The six shortlisted stories, which have been published in both literary journals and collections, are:

Sleep Watchers by Roisín O’Donnell published in The Stinging Fly

Red Market by Sheila Armstrong from How to Gut a Fish (Bloomsbury)

Mathematics by Wendy Erskine from Dance Move (The Stingfly Press)

The Chekhovians by Rebecca Miller from Total (Cannongate Books)

This Small Giddy Life by Nuala O’Connor from A Little Unsteadily Into Light (New Island)
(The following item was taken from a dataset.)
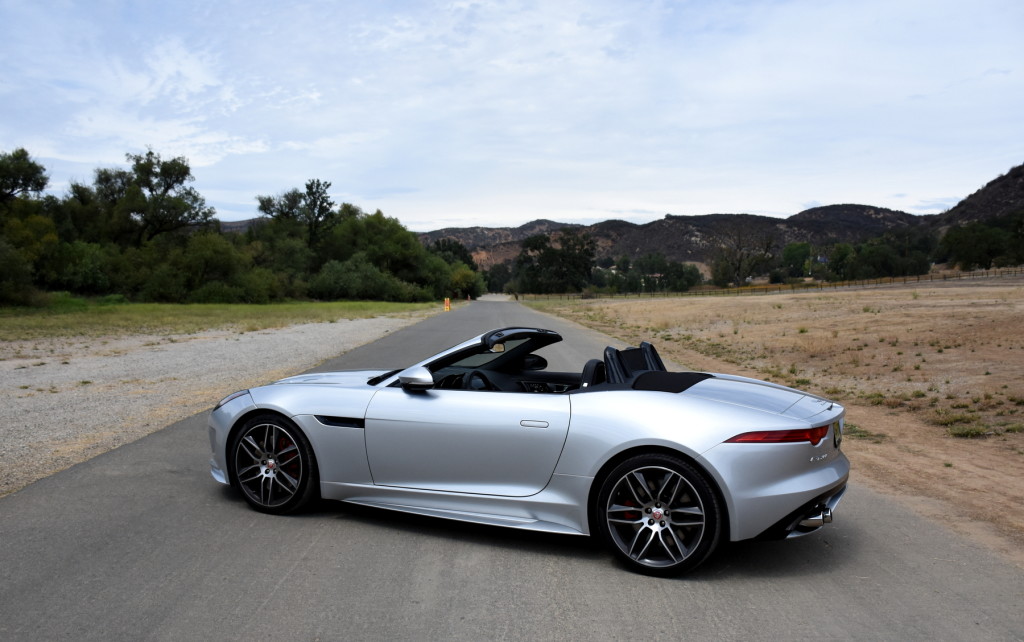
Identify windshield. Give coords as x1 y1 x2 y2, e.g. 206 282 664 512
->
451 337 529 368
Miles of Bad Road by Neil Tully published in The Waxed Lemon Literary Journal

You can read all six stories by clicking on the links above, and you can vote here (but do read the stories first). And there are many other categories to vote in! Particular congratulations to Glue Factory favourites Wendy Erskine and Nuala O'Connor.


7. 2022 Booker Prize

Good to see the Booker won this year by an indie press - congratulations to Sortof Books and Sri Lankan author Shehan Karunatilaka for The Seven Moons of Maali Almeida. I haven't (yet) met anyone who's read this 'comic noir mystery' and would like to hear from you if you have. (My fiver was on Alan Garner's Treacle Walker).

Here's Max Liu:

    The Seven Moons of Maali Almeida is set in the 1990s, at the height of Sri Lanka’s bloody     civil war. It is narrated in the second person “you” voice by its eponymous protagonist        who, at the beginning, wakes up dead. Maali, a gay photographer who claims to have taken     shocking photographs that have the potential to bring down Sri Lanka’s corrupt government,     believes he has been murdered by a death squad.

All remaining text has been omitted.